Fillon's wife Penelope was given a suspended three-year sentence for participating in the scheme that saw her paid over one million euros in public funds over a 15-year period.

The case was widely seen as a test of whether French politicians would now be held to account after decades of getting off lightly on charges of nepotism or financial misconduct.

Fillon and his wife were also ordered to pay fines of 375,000 euros ($423,000) each.

Presiding judge Nathalie Gavarino said Fillon, 66, pursued "personal enrichment" over the common good and "contributed to an erosion of public trust" in elected leaders.

A third defendant, Marc Joulaud - who stood in for Fillon in parliament when he was a cabinet minister and who also hired Penelope Fillon as an assistant - was given a suspended three-year sentence.

The three were ordered to collectively reimburse one million euros to the National Assembly, where Penelope supposedly worked as Fillon's parliamentary assistant from 1998 to 2013.

Facing two years behind bars, Fillon was allowed to leave the courthouse a free man, for now, after the couple's lawyers said they would appeal.

"Obviously, this ruling is not fair," Fillon's lawyer Antonin Levy said.
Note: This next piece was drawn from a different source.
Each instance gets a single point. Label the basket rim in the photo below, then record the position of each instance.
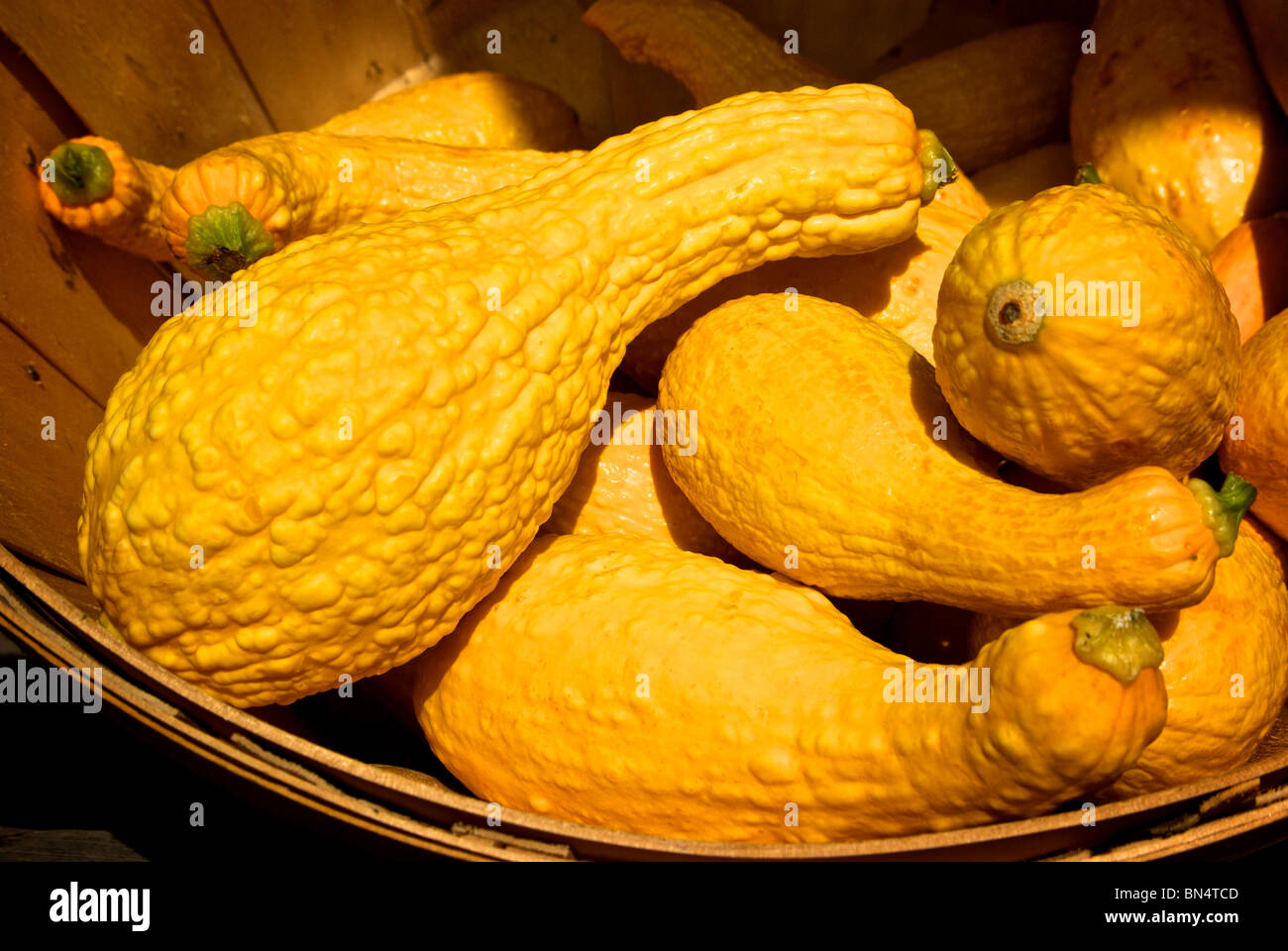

The couple did not make any statement to dozens of journalists gathered as they left the courthouse.

The allegations that Fillon pilfered public coffers for years pummelled his image as an upright fiscal hawk promising to right the country's finances - and loomed large in the "yellow vest" anti-government protests that rocked the country in 2018-2019.

A newspaper report on the fake job surfaced in January 2017, just after Fillon clinched the nomination from his rightwing Republicans party for a presidential race he was widely tipped to win.

It later emerged Fillon had used public money to pay two of his children a combined 117,000 euros for sham work while he was a senator, before becoming premier in the government of then-president Nicolas Sarkozy.